The other day, a bobcat walked across the back yard. It didn't see me. I said hello. Its tail was bobbed. It loped along on its tall legs. I think I would look good in antlers.
There are so many things to appreciate here, it hard to know where to begin.
At 45 I left my husband of 27 years. I chose myself. Even those who saw the massive flaws in the marriage did not agree with my departure.
What about your sons? My sons learned that you cannot treat a good woman like shit and keep her in your life. That’s what. I wish I had said “You don’t have to agree with me “ and moved on. Instead, I spent a lot of time worrying that I had effed up my boys. One did not talk to me for a year. We are fine now; he told me a while back that he was upset when I left but now he sees how happy both his parents are in our new lives.
I left an unsatisfactory marriage at 45. At 45.5 I finally lived myself enough to find satisfaction everywhere, including between the sheets. My ex was selfish in every way. I did not switch teams but I met and later married a man younger than me who values himself and me equally.
It took til 45 to love myself well enough to “fuck well”. 😉
Everything about the book you are quoting and your response to it infuses me with power.
We women need to make choices for who we are, not who we are supposed to be. Thank you for the reinforcement of what my heart knows to be true.
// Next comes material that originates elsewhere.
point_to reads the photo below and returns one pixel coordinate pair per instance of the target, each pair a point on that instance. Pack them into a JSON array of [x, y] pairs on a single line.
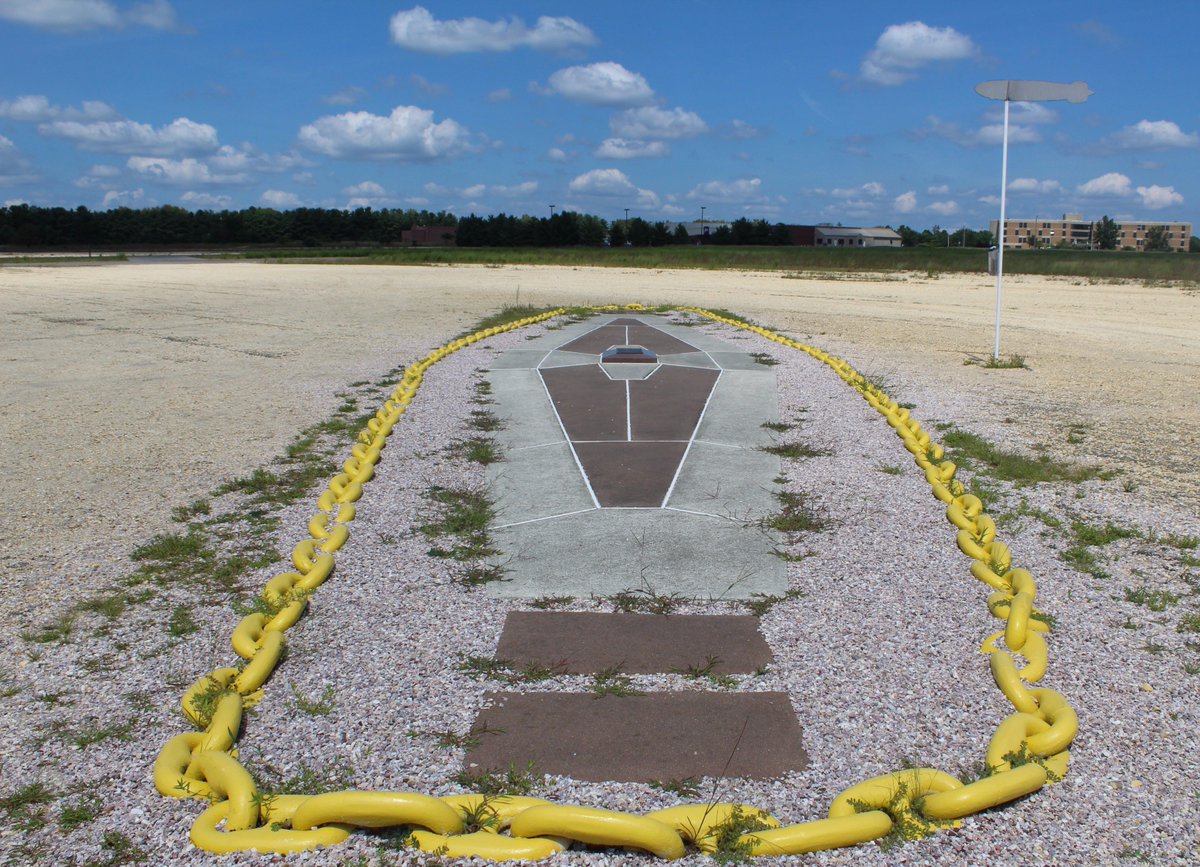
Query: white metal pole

Wow. As a 47-year-old woman who quit practicing law to write a memoir about, among other things, shaving my head when I was a teenager in the '90s, clearly I need to read Constance Debre. I'm so interested in this urge that I, and so many other women, have in our 40s to pare down our lives and get back to what mattered to us in adolescence, before we became caretakers for other lives. Thank you for writing about this, Laurie!